Yes you don't want to go anywhere near petrol with a match. My cousin once lost all his hair and eyebrows when he decided to use a match to see what was in a large drum he'd come across. I was referring to the cigarette and petrol just to emphasize the general lack of knowledge people have about things they deal with on a regular basis. Fortunately most people tend to over estimate the dangers which is a lot better than underestimating them.
But to show the problem I bet if you got a hundred people and asked them would they prefer to throw a lit cigarette into a cars fuel tank or drain the fuel tank 99 of them would say drain the tank with no idea that the cigarette could never light the fuel but that draining the tank without earthing the vehicle could theoretically build up a static charge sufficient to set the petrol off.
Moreover, there'd be a heck of a lot more petrol vapour in a recently drained tank, non?
Is the shed made of wood? if so I suspect its more likely some scroat sets fire to your shed than the fuel spontaneously ignites!
I think you misunderstand spontaneous.
When I do my fire fighting course (every couple of years) the only way they can light the diesel fo the simulated liquid fire is to warm the surface with a propane burner, usually for some time. Having said that, one it's been burning a bit, it's obviosully a lot more ready to re-ignite.

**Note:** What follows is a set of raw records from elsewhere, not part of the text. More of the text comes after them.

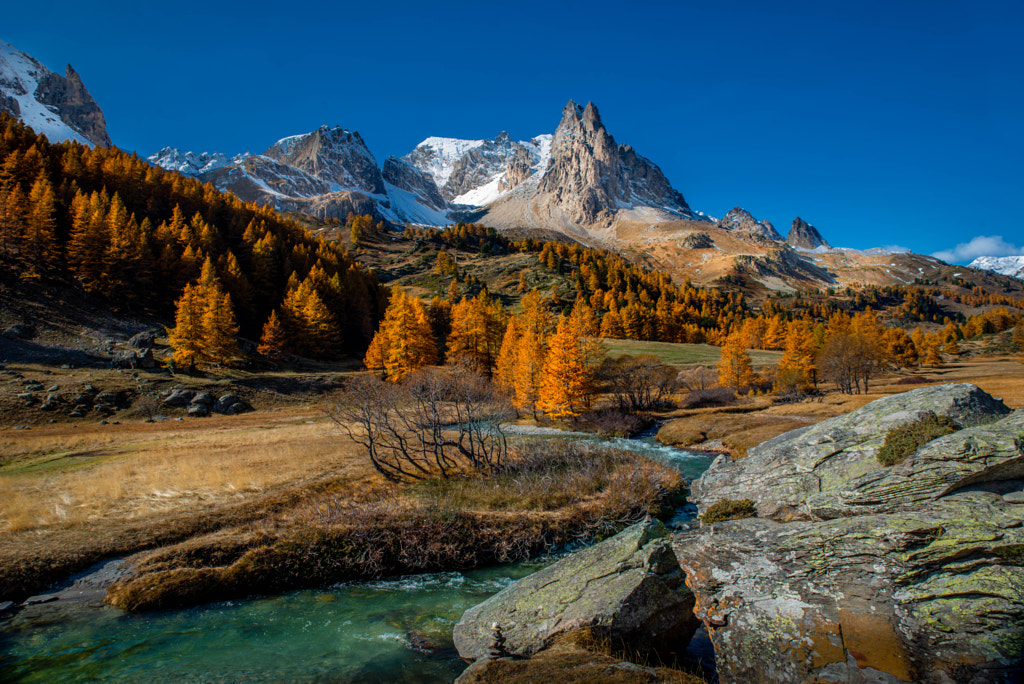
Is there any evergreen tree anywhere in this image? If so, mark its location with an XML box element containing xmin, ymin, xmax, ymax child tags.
<box><xmin>256</xmin><ymin>311</ymin><xmax>288</xmax><ymax>360</ymax></box>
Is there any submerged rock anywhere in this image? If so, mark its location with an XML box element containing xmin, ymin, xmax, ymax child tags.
<box><xmin>454</xmin><ymin>521</ymin><xmax>696</xmax><ymax>659</ymax></box>
<box><xmin>674</xmin><ymin>385</ymin><xmax>1024</xmax><ymax>683</ymax></box>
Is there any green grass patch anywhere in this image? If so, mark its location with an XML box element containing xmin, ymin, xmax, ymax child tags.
<box><xmin>601</xmin><ymin>338</ymin><xmax>782</xmax><ymax>368</ymax></box>
<box><xmin>874</xmin><ymin>413</ymin><xmax>961</xmax><ymax>467</ymax></box>
<box><xmin>700</xmin><ymin>499</ymin><xmax>757</xmax><ymax>525</ymax></box>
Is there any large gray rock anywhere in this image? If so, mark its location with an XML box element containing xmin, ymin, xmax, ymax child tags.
<box><xmin>690</xmin><ymin>384</ymin><xmax>1010</xmax><ymax>519</ymax></box>
<box><xmin>676</xmin><ymin>491</ymin><xmax>1024</xmax><ymax>683</ymax></box>
<box><xmin>454</xmin><ymin>521</ymin><xmax>696</xmax><ymax>659</ymax></box>
<box><xmin>675</xmin><ymin>385</ymin><xmax>1024</xmax><ymax>684</ymax></box>
<box><xmin>164</xmin><ymin>389</ymin><xmax>196</xmax><ymax>407</ymax></box>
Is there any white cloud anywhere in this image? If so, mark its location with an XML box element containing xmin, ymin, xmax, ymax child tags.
<box><xmin>932</xmin><ymin>236</ymin><xmax>1024</xmax><ymax>263</ymax></box>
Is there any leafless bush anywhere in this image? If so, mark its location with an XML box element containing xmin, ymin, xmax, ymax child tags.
<box><xmin>601</xmin><ymin>354</ymin><xmax>676</xmax><ymax>413</ymax></box>
<box><xmin>682</xmin><ymin>387</ymin><xmax>736</xmax><ymax>409</ymax></box>
<box><xmin>817</xmin><ymin>333</ymin><xmax>880</xmax><ymax>394</ymax></box>
<box><xmin>572</xmin><ymin>409</ymin><xmax>652</xmax><ymax>437</ymax></box>
<box><xmin>677</xmin><ymin>366</ymin><xmax>718</xmax><ymax>392</ymax></box>
<box><xmin>325</xmin><ymin>365</ymin><xmax>512</xmax><ymax>480</ymax></box>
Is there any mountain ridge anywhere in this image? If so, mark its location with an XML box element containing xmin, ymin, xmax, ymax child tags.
<box><xmin>0</xmin><ymin>40</ymin><xmax>112</xmax><ymax>147</ymax></box>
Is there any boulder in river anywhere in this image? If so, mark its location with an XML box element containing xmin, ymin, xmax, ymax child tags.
<box><xmin>674</xmin><ymin>385</ymin><xmax>1024</xmax><ymax>684</ymax></box>
<box><xmin>454</xmin><ymin>520</ymin><xmax>697</xmax><ymax>659</ymax></box>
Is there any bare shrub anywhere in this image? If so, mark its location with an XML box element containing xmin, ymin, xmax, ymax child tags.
<box><xmin>600</xmin><ymin>354</ymin><xmax>676</xmax><ymax>413</ymax></box>
<box><xmin>682</xmin><ymin>387</ymin><xmax>736</xmax><ymax>409</ymax></box>
<box><xmin>677</xmin><ymin>366</ymin><xmax>718</xmax><ymax>392</ymax></box>
<box><xmin>572</xmin><ymin>409</ymin><xmax>653</xmax><ymax>437</ymax></box>
<box><xmin>325</xmin><ymin>365</ymin><xmax>513</xmax><ymax>480</ymax></box>
<box><xmin>817</xmin><ymin>333</ymin><xmax>879</xmax><ymax>394</ymax></box>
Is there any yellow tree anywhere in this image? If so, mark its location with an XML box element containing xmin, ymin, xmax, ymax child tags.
<box><xmin>537</xmin><ymin>303</ymin><xmax>603</xmax><ymax>418</ymax></box>
<box><xmin>718</xmin><ymin>332</ymin><xmax>754</xmax><ymax>391</ymax></box>
<box><xmin>23</xmin><ymin>175</ymin><xmax>59</xmax><ymax>279</ymax></box>
<box><xmin>203</xmin><ymin>284</ymin><xmax>239</xmax><ymax>364</ymax></box>
<box><xmin>256</xmin><ymin>311</ymin><xmax>288</xmax><ymax>359</ymax></box>
<box><xmin>775</xmin><ymin>319</ymin><xmax>816</xmax><ymax>391</ymax></box>
<box><xmin>447</xmin><ymin>292</ymin><xmax>505</xmax><ymax>374</ymax></box>
<box><xmin>168</xmin><ymin>285</ymin><xmax>203</xmax><ymax>368</ymax></box>
<box><xmin>364</xmin><ymin>286</ymin><xmax>437</xmax><ymax>382</ymax></box>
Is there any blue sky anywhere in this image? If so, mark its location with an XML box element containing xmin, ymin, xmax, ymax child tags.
<box><xmin>0</xmin><ymin>0</ymin><xmax>1024</xmax><ymax>261</ymax></box>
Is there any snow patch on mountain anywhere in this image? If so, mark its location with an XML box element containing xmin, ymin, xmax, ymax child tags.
<box><xmin>0</xmin><ymin>40</ymin><xmax>92</xmax><ymax>146</ymax></box>
<box><xmin>968</xmin><ymin>255</ymin><xmax>1024</xmax><ymax>280</ymax></box>
<box><xmin>146</xmin><ymin>147</ymin><xmax>252</xmax><ymax>176</ymax></box>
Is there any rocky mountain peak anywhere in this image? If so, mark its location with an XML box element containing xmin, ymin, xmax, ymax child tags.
<box><xmin>381</xmin><ymin>157</ymin><xmax>449</xmax><ymax>211</ymax></box>
<box><xmin>263</xmin><ymin>126</ymin><xmax>386</xmax><ymax>195</ymax></box>
<box><xmin>539</xmin><ymin>100</ymin><xmax>691</xmax><ymax>225</ymax></box>
<box><xmin>0</xmin><ymin>41</ymin><xmax>111</xmax><ymax>147</ymax></box>
<box><xmin>785</xmin><ymin>216</ymin><xmax>831</xmax><ymax>250</ymax></box>
<box><xmin>718</xmin><ymin>207</ymin><xmax>782</xmax><ymax>241</ymax></box>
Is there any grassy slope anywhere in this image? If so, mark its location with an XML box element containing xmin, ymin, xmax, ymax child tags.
<box><xmin>602</xmin><ymin>339</ymin><xmax>782</xmax><ymax>368</ymax></box>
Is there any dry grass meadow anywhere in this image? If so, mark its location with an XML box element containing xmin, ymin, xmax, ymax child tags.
<box><xmin>0</xmin><ymin>356</ymin><xmax>1024</xmax><ymax>600</ymax></box>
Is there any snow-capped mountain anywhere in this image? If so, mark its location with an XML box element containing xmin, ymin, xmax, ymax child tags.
<box><xmin>785</xmin><ymin>216</ymin><xmax>831</xmax><ymax>250</ymax></box>
<box><xmin>968</xmin><ymin>255</ymin><xmax>1024</xmax><ymax>280</ymax></box>
<box><xmin>150</xmin><ymin>101</ymin><xmax>704</xmax><ymax>236</ymax></box>
<box><xmin>0</xmin><ymin>41</ymin><xmax>111</xmax><ymax>147</ymax></box>
<box><xmin>477</xmin><ymin>100</ymin><xmax>709</xmax><ymax>243</ymax></box>
<box><xmin>718</xmin><ymin>207</ymin><xmax>782</xmax><ymax>242</ymax></box>
<box><xmin>402</xmin><ymin>131</ymin><xmax>553</xmax><ymax>207</ymax></box>
<box><xmin>148</xmin><ymin>147</ymin><xmax>252</xmax><ymax>176</ymax></box>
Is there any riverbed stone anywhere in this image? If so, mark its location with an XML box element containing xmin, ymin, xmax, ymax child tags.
<box><xmin>690</xmin><ymin>383</ymin><xmax>1011</xmax><ymax>520</ymax></box>
<box><xmin>674</xmin><ymin>385</ymin><xmax>1024</xmax><ymax>684</ymax></box>
<box><xmin>454</xmin><ymin>520</ymin><xmax>697</xmax><ymax>659</ymax></box>
<box><xmin>164</xmin><ymin>389</ymin><xmax>196</xmax><ymax>407</ymax></box>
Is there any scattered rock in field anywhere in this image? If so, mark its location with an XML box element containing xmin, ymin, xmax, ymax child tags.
<box><xmin>674</xmin><ymin>384</ymin><xmax>1024</xmax><ymax>683</ymax></box>
<box><xmin>213</xmin><ymin>394</ymin><xmax>253</xmax><ymax>416</ymax></box>
<box><xmin>164</xmin><ymin>389</ymin><xmax>196</xmax><ymax>407</ymax></box>
<box><xmin>128</xmin><ymin>330</ymin><xmax>157</xmax><ymax>349</ymax></box>
<box><xmin>3</xmin><ymin>323</ymin><xmax>36</xmax><ymax>340</ymax></box>
<box><xmin>111</xmin><ymin>347</ymin><xmax>157</xmax><ymax>370</ymax></box>
<box><xmin>454</xmin><ymin>521</ymin><xmax>697</xmax><ymax>659</ymax></box>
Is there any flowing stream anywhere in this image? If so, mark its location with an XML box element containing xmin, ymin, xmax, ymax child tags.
<box><xmin>0</xmin><ymin>431</ymin><xmax>712</xmax><ymax>683</ymax></box>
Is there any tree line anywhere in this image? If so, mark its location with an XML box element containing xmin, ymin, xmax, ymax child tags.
<box><xmin>0</xmin><ymin>114</ymin><xmax>386</xmax><ymax>357</ymax></box>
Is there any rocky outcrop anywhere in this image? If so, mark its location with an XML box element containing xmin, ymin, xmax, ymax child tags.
<box><xmin>539</xmin><ymin>100</ymin><xmax>690</xmax><ymax>225</ymax></box>
<box><xmin>263</xmin><ymin>126</ymin><xmax>385</xmax><ymax>195</ymax></box>
<box><xmin>735</xmin><ymin>245</ymin><xmax>837</xmax><ymax>284</ymax></box>
<box><xmin>0</xmin><ymin>41</ymin><xmax>111</xmax><ymax>147</ymax></box>
<box><xmin>675</xmin><ymin>385</ymin><xmax>1024</xmax><ymax>683</ymax></box>
<box><xmin>456</xmin><ymin>640</ymin><xmax>707</xmax><ymax>684</ymax></box>
<box><xmin>690</xmin><ymin>384</ymin><xmax>1010</xmax><ymax>519</ymax></box>
<box><xmin>454</xmin><ymin>521</ymin><xmax>696</xmax><ymax>659</ymax></box>
<box><xmin>718</xmin><ymin>207</ymin><xmax>782</xmax><ymax>242</ymax></box>
<box><xmin>441</xmin><ymin>131</ymin><xmax>536</xmax><ymax>201</ymax></box>
<box><xmin>785</xmin><ymin>216</ymin><xmax>831</xmax><ymax>250</ymax></box>
<box><xmin>36</xmin><ymin>65</ymin><xmax>111</xmax><ymax>147</ymax></box>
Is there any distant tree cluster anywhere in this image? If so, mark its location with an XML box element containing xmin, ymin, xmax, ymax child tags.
<box><xmin>0</xmin><ymin>114</ymin><xmax>385</xmax><ymax>362</ymax></box>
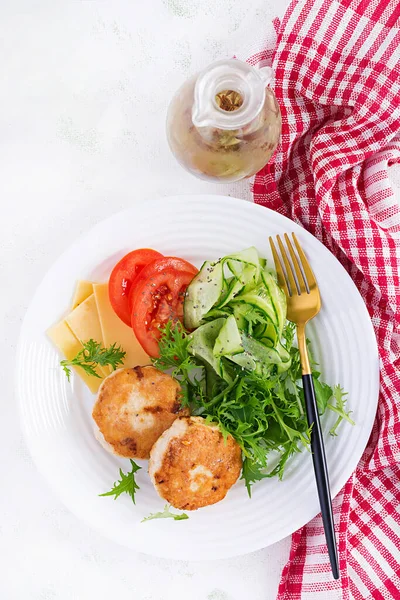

I'd just tell her indoors I'd used the diesel in the car, in fact I would actually use most of it in the car... (obviouslly I have a diesel car)
Oh and it's not the hydrocarbons I'd worry about - it's the biocides and additives.
6000 litres by a stock shed, really shouldn't worry, greater chance of the spring water supply harming the animals.
Diesel just bloody stinks , I would use something else, apart from being nasty stuff to get on your hands . Plenty of other options.